No eixo 9, as metas 32 e 33 visam melhorar o atendimento aos jovens negros, mas não contemplam a necessidade de uma fiscalização mais eficaz dos Centros de Referência de Assistência Social (CRAS). Esses centros frequentemente falham em atender adequadamente as comunidades quilombolas e jovens em situação de vulnerabilidade. Sem uma fiscalização intensificada e uma abordagem prática para enfrentar os desafios específicos enfrentados por essas populações, as ações propostas podem não alcançar a eficácia esperada. Além disso, a meta 34, que pretende qualificar as equipes, não detalha como o serviço será ajustado.

EIXO 10: Segurança Alimentar e Nutricional

A meta 35 busca fortalecer a segurança alimentar e nutricional para a juventude negra, com foco em pesquisa e desenvolvimento científico na área de Soberania e Segurança Alimentar e Nutricional (SSAN). No entanto, essa abordagem não resolve as dificuldades enfrentadas pelas comunidades vulneráveis. O plano deveria incluir estratégias práticas para melhorar a distribuição e o acesso a alimentos nutritivos e fortalecer parcerias com organizações locais que compreendem as realidades específicas das comunidades negras. 

EIXO 11: Fortalecimento da Democracia

O Eixo 11 aborda o fortalecimento da democracia, tratando a juventude negra como um meio para restabelecer a cidadania, mas não apresenta estratégias claras para sua participação efetiva em decisões políticas e sociais. Isso sugere que a juventude pode ser usada para reforçar o status quo sem realmente influenciar os espaços de poder. Além disso, o plano parece misturar agendas de movimentos sociais com políticas públicas, indicando uma falta de compreensão sobre os papéis de agentes públicos e movimentos. A ausência de exigências para a implementação das ações pelos ministérios e a falta de articulação com estados e municípios revelam uma abordagem mais voltada a responder às críticas internacionais sobre violência contra jovens negros do que a criar mudanças efetivas.

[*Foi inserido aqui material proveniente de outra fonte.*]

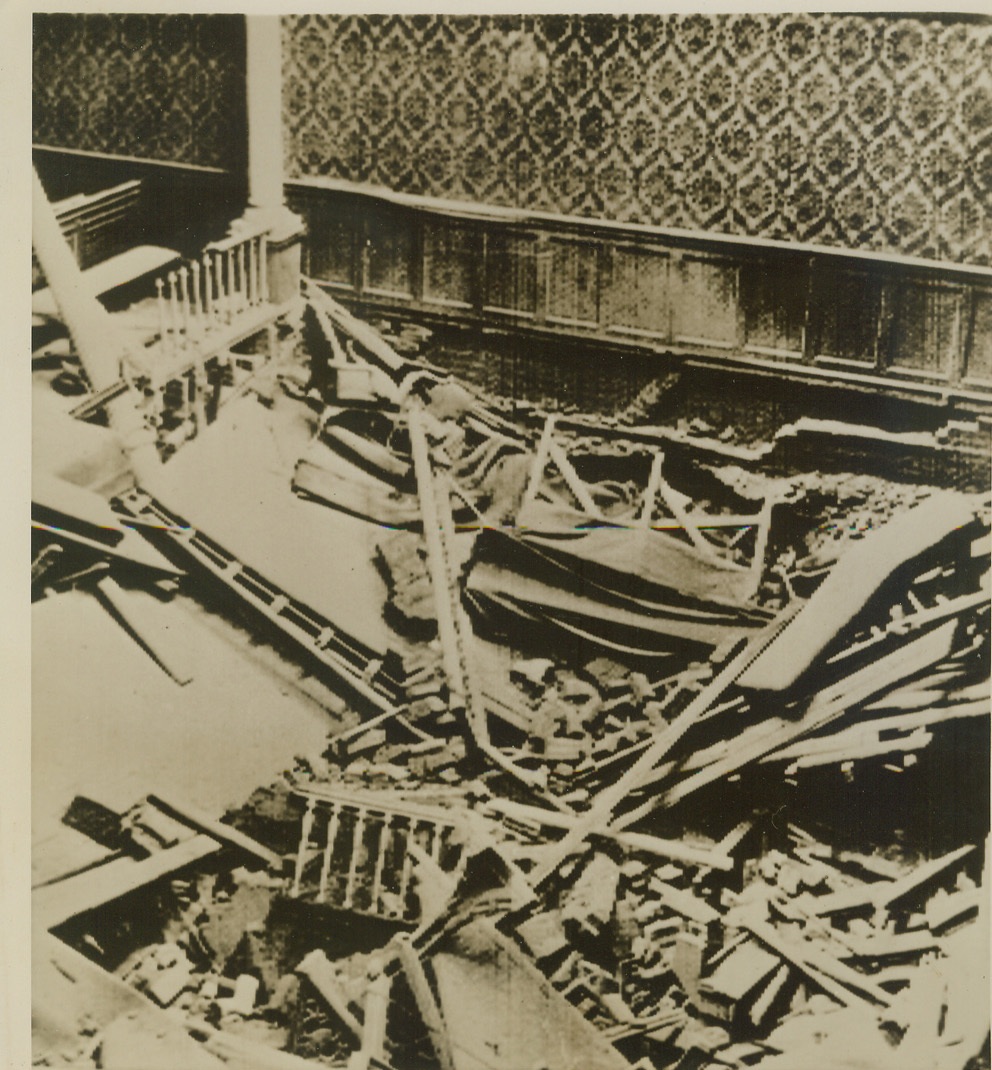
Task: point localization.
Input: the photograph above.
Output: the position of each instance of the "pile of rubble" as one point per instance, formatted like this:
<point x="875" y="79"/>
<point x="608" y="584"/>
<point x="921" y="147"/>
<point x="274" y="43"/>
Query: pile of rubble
<point x="501" y="869"/>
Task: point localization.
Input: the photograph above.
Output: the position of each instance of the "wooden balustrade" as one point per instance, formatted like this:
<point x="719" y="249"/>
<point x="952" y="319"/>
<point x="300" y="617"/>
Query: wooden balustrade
<point x="803" y="310"/>
<point x="202" y="300"/>
<point x="355" y="851"/>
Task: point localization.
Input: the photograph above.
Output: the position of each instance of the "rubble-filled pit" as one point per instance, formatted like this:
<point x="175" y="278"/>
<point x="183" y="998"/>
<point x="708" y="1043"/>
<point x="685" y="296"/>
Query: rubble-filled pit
<point x="513" y="829"/>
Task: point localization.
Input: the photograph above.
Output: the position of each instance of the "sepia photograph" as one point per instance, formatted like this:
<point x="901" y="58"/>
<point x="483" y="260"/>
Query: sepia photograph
<point x="510" y="539"/>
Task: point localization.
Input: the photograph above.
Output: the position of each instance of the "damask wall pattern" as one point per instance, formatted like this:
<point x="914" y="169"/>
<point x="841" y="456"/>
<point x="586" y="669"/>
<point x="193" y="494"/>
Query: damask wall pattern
<point x="156" y="87"/>
<point x="843" y="130"/>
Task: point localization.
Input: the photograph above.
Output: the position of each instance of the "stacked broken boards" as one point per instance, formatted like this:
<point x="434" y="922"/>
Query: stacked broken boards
<point x="723" y="933"/>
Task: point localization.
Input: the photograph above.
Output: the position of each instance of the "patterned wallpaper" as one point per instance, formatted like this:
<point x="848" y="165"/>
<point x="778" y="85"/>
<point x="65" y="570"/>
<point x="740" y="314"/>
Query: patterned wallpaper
<point x="158" y="87"/>
<point x="870" y="132"/>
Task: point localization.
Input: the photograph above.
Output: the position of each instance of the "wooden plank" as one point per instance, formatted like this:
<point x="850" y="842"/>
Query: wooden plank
<point x="109" y="274"/>
<point x="320" y="972"/>
<point x="675" y="850"/>
<point x="575" y="484"/>
<point x="216" y="829"/>
<point x="55" y="903"/>
<point x="677" y="510"/>
<point x="852" y="582"/>
<point x="151" y="632"/>
<point x="537" y="467"/>
<point x="426" y="1003"/>
<point x="600" y="814"/>
<point x="885" y="892"/>
<point x="826" y="706"/>
<point x="803" y="958"/>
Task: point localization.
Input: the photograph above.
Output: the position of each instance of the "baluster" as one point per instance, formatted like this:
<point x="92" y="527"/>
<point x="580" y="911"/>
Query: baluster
<point x="184" y="302"/>
<point x="408" y="867"/>
<point x="382" y="846"/>
<point x="197" y="306"/>
<point x="208" y="290"/>
<point x="217" y="260"/>
<point x="263" y="266"/>
<point x="159" y="297"/>
<point x="173" y="307"/>
<point x="329" y="851"/>
<point x="304" y="841"/>
<point x="250" y="277"/>
<point x="357" y="834"/>
<point x="155" y="401"/>
<point x="230" y="285"/>
<point x="242" y="287"/>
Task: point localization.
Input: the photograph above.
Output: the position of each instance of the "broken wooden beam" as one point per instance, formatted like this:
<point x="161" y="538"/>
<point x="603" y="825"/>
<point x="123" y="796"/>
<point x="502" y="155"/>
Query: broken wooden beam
<point x="217" y="829"/>
<point x="55" y="903"/>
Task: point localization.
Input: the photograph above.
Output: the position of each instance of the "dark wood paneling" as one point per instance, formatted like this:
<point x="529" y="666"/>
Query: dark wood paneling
<point x="830" y="314"/>
<point x="844" y="308"/>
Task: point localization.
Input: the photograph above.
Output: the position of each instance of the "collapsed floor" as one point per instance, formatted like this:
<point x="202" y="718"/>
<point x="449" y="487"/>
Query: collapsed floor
<point x="658" y="754"/>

O PJNV falha em apresentar estratégias concretas e soluções eficazes para seu principal público: a juventude negra. O que se observa são lacunas e uma falta de articulação real com as necessidades locais e as demandas históricas da juventude, mesmo sendo este um documento escrito após a escuta dos movimentos sociais. Este plano não pode ser um mero exercício de retórica ou um instrumento para acalmar críticas externas, não pode ser um “cala boca” para a falta de políticas públicas que garantam a juventude negra viva. 

O PJNV não apresenta nenhuma estratégia de monitoramento e nem estabelece prazos para desenvolvimento das metas presentes nos eixos. Não foi forjado um plano de comunicação e disseminação do material e não há obrigatoriedade do cumprimento por parte dos ministérios. 

Em um país com números crescentes de violências contra juventudes negras o que o Governo Federal precisa para desenvolver ações eficientes e concretas na garantia de nossas vidas?